I suck in a sharp deep breath as Mum trudges her way to the car, dragging her feet ever so slightly, as if she's trying and failing to find the strength to deal with her train wreck of a daughter.

I've done it.

I've finally been kicked out of another school because of those bastards.

I'm not sure whether to celebrate because I'm halfway there to getting my family to safety or sink into a vat of self-inflicted misery because Mum most likely despises my mere existence and my life has evolved into a huge cat and mouse game that I can't escape.

Mum eventually reaches the car and I watch warily out of the corner of my eye as she squeezes her eyes shut for a mere second, as if calling upon all the forces in the world to keep her sane. A second ticks by before she opens them, her eyes now blazing with refined anger as she climbs in with pursed lips. The door rapidly slams shut with enough force to create a mini earthquake.

And there we have it ladies and gentlemen, I'm in trouble... more than I have ever been in before.

May God have mercy on my soul.

I mentally sign my death certificate deciding I'd much rather be stranded on a distant alien planet Tony Stark style than in a small metal death trap with my deeply furious mother.

Mum's emotions twist like an elastic band ready to snap... that's an understatement probably more like a bomb ready to explode and when it does it promises mass destruction, leaving no survivors what so ever. Seen as I'm the only one around to feel her wrath I'm already ten feet under with a grave stone that states;

'At the mercy of her Mother's rage. God rest her tortured soul.'

I bow my head ever so slightly, wincing at the furious silent rage radiating from her; if only it was possible for a hole to magically appear and swallow me up, let someone else be at the mercy of Mums fury for once.

She mutely starts the car and I shift uncomfortably under the weight of the loaded silence.

Dead silence.

The booming rigid quietness causes my ears to ring as I sense the imminent, inevitable, devastating eruption simmering heatedly between us. In an attempt to prepare myself for war I glare out the window, gripping my bag to my chest as if to use it as a shield against her imminent explosion that not even vibranium could withstand.

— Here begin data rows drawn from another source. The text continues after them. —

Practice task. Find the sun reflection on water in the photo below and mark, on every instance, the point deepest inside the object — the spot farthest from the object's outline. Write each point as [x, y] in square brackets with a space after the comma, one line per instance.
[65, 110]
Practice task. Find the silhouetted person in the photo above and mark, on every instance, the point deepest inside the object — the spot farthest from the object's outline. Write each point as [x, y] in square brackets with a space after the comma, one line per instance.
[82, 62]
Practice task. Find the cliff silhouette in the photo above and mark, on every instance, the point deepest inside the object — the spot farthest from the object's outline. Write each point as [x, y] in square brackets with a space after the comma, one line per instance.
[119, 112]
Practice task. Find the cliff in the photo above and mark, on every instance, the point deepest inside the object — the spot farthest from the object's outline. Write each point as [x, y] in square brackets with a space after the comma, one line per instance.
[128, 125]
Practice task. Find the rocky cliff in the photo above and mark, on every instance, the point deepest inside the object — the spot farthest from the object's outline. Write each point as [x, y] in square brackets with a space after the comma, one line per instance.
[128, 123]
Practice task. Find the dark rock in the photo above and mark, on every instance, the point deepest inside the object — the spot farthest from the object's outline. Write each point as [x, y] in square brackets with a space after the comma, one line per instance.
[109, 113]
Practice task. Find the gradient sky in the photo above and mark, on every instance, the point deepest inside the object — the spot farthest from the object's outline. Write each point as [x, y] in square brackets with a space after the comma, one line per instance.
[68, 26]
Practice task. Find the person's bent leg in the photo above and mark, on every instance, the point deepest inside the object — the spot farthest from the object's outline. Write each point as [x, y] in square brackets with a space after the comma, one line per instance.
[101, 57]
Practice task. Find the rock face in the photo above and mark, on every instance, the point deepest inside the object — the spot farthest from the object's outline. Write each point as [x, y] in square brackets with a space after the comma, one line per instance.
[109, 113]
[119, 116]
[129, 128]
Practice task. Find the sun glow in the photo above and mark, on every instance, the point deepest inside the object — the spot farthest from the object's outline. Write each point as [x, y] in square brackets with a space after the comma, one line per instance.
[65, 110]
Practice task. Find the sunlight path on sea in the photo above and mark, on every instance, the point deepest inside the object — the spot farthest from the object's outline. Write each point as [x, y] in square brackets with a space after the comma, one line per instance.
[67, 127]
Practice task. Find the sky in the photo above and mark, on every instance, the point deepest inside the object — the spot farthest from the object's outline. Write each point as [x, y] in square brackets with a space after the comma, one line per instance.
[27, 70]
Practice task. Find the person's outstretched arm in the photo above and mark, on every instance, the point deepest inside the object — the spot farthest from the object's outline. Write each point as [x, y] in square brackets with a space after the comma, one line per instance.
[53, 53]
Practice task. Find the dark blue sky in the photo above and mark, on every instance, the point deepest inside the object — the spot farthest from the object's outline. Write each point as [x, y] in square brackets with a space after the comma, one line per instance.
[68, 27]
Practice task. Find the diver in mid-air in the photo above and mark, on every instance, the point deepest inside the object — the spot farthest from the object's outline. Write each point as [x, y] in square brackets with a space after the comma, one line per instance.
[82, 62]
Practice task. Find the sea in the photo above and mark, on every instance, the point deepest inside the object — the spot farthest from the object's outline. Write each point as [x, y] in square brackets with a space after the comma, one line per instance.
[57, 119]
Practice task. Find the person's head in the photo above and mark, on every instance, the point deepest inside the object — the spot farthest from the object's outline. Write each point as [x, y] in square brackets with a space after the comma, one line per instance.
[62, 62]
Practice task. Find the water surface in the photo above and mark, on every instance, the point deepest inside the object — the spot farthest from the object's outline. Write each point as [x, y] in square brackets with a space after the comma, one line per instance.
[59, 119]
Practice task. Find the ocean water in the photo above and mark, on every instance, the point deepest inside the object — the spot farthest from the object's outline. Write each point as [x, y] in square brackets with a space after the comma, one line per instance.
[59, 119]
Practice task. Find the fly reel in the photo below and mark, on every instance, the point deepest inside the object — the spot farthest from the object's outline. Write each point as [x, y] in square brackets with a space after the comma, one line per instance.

God, Casey needs to stop watching Marvel.

I silently, uncomfortably watch another school I never had the chance to like slip away until we're heading to the house, the trees speeding by as the car swiftly moves on.

There's no escape now.

I force my legs not to jiggle up and down in anticipation.

And 3...2...1

"What have I done to deserve this?" Mum asks furiously. Turning my head slightly towards her tense body in a ditch attempt to be responsible for my own actions I quickly abort mission and evert my eyes as I scramble to stare silently out the window as her laser eyes slice through my head.